Published Research Example
XA-Novo: High-Throughput MS-Based De Novo Sequencing for Monoclonal Antibodies
Journal
Nature Communications
Project Overview
Researchers at Xiamen University developed an integrated platform combining single-pot multi-enzymatic gradient digestion (SP-MEGD) with deep learning-based de novo peptide sequencing. The method was validated on six COVID-19 neutralizing antibodies with known sequences (S2P6, SA55, SA58 human; 85F7, 36H6, 2B4 murine) and applied to six commercial therapeutic antibodies with unknown sequences, consistently achieving 100% sequence coverage across heavy and light chains.
Analytical Approach
- SP-MEGD digestion with five proteases — trypsin, chymotrypsin, pepsin, elastase, and Asp-N — in a single-pot timed gradient with fractions at 2, 4, and 6 hours pooled for maximum peptide diversity.
- LC-MS/MS on Thermo Scientific Orbitrap Eclipse with dual fragmentation (HCD stepped collision energy for backbone sequencing, EThcD for regions lacking basic residues).
- Deep learning de novo sequencing via the Casanovo transformer model, followed by beam search assembly (beam size = 5) reconstructing full-length antibody sequences.
Relevance to Full-Length Sequencing
- Demonstrates that multi-protease digestion achieves 100% sequence coverage — the same core strategy deployed in our full-length sequencing service.

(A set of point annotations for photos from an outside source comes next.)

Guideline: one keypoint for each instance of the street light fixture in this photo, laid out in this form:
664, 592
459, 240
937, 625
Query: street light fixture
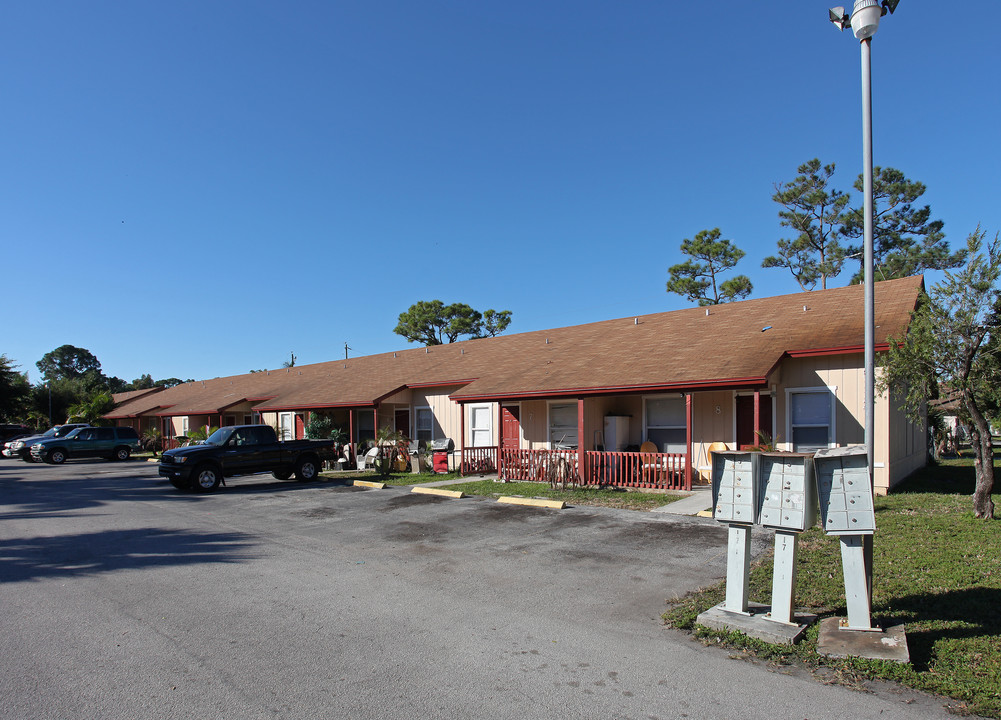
864, 22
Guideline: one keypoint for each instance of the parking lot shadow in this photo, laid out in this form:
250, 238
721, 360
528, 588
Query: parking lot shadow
67, 556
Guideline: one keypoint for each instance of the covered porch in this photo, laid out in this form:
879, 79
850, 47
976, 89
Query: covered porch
651, 442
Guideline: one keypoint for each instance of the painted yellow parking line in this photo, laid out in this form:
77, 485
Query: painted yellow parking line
368, 484
534, 502
456, 494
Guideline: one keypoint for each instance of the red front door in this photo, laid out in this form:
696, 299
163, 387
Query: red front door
511, 428
402, 421
745, 420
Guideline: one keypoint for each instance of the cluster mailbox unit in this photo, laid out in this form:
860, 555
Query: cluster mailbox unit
777, 491
847, 511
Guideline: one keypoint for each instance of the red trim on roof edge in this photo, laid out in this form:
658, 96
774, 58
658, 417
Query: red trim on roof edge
583, 392
852, 349
440, 385
293, 408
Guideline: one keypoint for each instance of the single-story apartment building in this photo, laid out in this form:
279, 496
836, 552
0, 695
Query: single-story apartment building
634, 402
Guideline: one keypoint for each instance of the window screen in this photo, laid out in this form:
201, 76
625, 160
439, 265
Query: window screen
666, 424
563, 426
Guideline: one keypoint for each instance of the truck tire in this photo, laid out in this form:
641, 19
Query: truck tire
306, 469
205, 478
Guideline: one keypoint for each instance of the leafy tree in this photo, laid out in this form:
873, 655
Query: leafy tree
816, 212
68, 362
143, 382
92, 410
905, 240
170, 382
15, 392
432, 322
494, 322
954, 339
698, 279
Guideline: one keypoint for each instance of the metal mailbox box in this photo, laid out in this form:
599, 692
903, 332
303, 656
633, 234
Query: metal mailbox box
845, 491
788, 491
735, 487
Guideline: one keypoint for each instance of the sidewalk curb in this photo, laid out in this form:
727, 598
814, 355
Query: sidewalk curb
534, 502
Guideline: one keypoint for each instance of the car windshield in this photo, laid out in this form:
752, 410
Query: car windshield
219, 437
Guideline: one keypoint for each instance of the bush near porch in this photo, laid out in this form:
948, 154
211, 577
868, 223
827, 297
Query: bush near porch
937, 571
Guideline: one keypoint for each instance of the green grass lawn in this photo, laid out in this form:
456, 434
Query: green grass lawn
937, 570
488, 488
397, 479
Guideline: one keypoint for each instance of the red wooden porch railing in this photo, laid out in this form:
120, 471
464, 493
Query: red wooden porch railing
661, 471
535, 465
656, 471
478, 461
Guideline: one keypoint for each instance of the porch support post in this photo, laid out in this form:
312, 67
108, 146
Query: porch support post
757, 416
688, 441
461, 439
499, 436
352, 454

- Single amino acid accuracy of 100% in CDR regions, proving multi-protease approaches can discriminate even the most challenging sequence variants including Leu/Ile.
- The SP-MEGD approach parallels our continuous digestion method, confirming multi-enzyme strategies as the definitive solution to the sequence coverage problem.
Sequence coverage comparison across antibodies demonstrating 100% coverage for all tested samples using the multi-protease gradient digestion approach. (Adapted from Xiong et al., 2026, Nature Communications)
Key Findings
100% Sequence Coverage
Heavy and light chains fully covered for all six tested antibodies
100% CDR Accuracy
All six CDR regions sequenced with perfect accuracy; Leu/Ile resolved
3-Antibody Mixtures
Simultaneous full-length sequencing from a single sample at ≥99.54% accuracy
50 μg Input
Low sample requirement — practical for early-stage development
Publication Reference
Xiong Y, Jiang W, Xiao J, et al. XA-Novo: high-throughput mass spectrometry-based de novo sequencing technology for monoclonal antibodies and antibody mixtures. Nat Commun. 2026;17:3391. DOI: 10.1038/s41467-026-70496-y.